Unfortunately, some people take persistence to mean extreme aggressiveness. If you’re calling and emailing prospects so frequently that even seeing your name gives them angry hives, you’re definitely going overboard. Remember that following up only works if it leads to a relationship -- and no one wants to work with a stalker. Top reps know the difference between following up with prospects and chasing them down.
For instance, calling or emailing “just to check in” is pushy. Asking if they’re still interested in achieving a specific goal and then providing a relevant suggestion, on the other hand, is persistent.
Offering a product demo while they’re still in the education stage? Too much, too soon. Delving into their problems and helping them identify a possible solution will earn you their trust, so that down the line when you bring up the demo they’ll actually say yes.
8. They're motivated by goals
If you don't have goals, you can't move forward. Having monthly sales goals for yourself, activity goals, and stretch goals are important to excelling in sales.
If you're just aiming for your quota -- without a plan for how you'll get there -- you'll struggle. In fact, a Harvard University study found setting specific goals actually increases motivation.
Monitor your goal progression throughout the month and celebrate small milestones and wins. A study published on Harvard Business Review found even small wins can boost inner work life tremendously.
Any number of things can and will go wrong in your demos. Whether you're presenting a PowerPoint in person or hosting a video meeting, today's successful salespeople must also speak technology fluently.
Book an hour with your resident IT expert and ask them to teach you how to troubleshoot how to fix common tech issues, from navigating a bad internet connection to unfreezing frozen screens and beyond.
10. They're relationship people
It goes without saying that salespeople must be able to build rapport with just about anyone. The best salespeople know how to strike up conversations with complete strangers, get people to open up, and, above all, are great listeners.

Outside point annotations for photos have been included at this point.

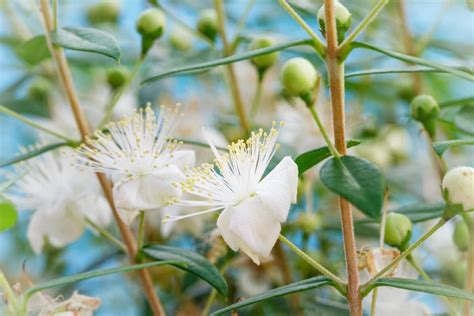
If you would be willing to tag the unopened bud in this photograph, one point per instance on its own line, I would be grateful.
(425, 109)
(117, 76)
(265, 61)
(103, 12)
(398, 230)
(299, 77)
(461, 236)
(207, 24)
(458, 185)
(343, 20)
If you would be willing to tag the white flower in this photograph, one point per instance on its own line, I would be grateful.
(254, 205)
(459, 182)
(142, 160)
(61, 197)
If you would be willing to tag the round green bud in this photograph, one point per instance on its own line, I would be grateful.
(461, 236)
(425, 109)
(308, 222)
(103, 12)
(39, 89)
(265, 61)
(151, 24)
(181, 39)
(207, 23)
(398, 229)
(117, 76)
(299, 77)
(343, 20)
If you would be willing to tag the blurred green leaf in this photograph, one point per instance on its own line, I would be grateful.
(421, 286)
(441, 147)
(33, 153)
(226, 60)
(34, 51)
(357, 180)
(195, 264)
(311, 158)
(415, 60)
(8, 215)
(97, 273)
(87, 40)
(464, 119)
(295, 287)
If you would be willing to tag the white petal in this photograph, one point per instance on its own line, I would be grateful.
(250, 226)
(147, 192)
(60, 229)
(279, 188)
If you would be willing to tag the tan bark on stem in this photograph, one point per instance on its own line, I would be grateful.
(66, 79)
(336, 84)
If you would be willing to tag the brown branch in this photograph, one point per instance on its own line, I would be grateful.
(66, 79)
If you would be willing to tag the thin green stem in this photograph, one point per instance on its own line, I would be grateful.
(323, 131)
(312, 262)
(404, 254)
(141, 230)
(362, 25)
(257, 97)
(107, 235)
(317, 43)
(120, 91)
(35, 125)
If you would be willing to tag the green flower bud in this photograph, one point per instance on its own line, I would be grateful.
(299, 77)
(117, 76)
(103, 12)
(181, 39)
(308, 222)
(343, 20)
(458, 184)
(398, 229)
(425, 109)
(151, 23)
(461, 236)
(265, 61)
(207, 23)
(39, 89)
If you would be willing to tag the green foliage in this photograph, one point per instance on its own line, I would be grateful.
(357, 180)
(87, 40)
(195, 263)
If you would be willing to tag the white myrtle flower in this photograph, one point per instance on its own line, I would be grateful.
(61, 197)
(253, 205)
(141, 158)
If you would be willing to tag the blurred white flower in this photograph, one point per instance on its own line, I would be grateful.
(254, 205)
(141, 158)
(391, 301)
(61, 197)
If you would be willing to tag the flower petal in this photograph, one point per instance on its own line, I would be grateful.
(278, 189)
(60, 229)
(250, 226)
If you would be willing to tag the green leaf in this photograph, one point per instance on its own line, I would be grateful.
(8, 215)
(87, 40)
(34, 50)
(398, 71)
(33, 153)
(295, 287)
(441, 147)
(464, 119)
(421, 286)
(97, 273)
(415, 60)
(195, 264)
(311, 158)
(226, 60)
(357, 180)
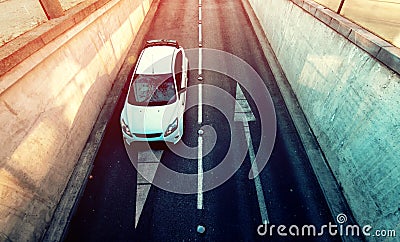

Find a sales mentor you trust and ask them to teach you their secrets for relationship building. Whether it's conducting research before a meeting, a great ice-breaker joke, or expertly asking follow-up questions -- learning from those who've been doing it successfully for years is the best way to proceed.
Now that you know what it takes to be the best, figure out which traits you already possess and where you could improve. With hard work and focus, you can become one of -- if not the -- best rep on your team.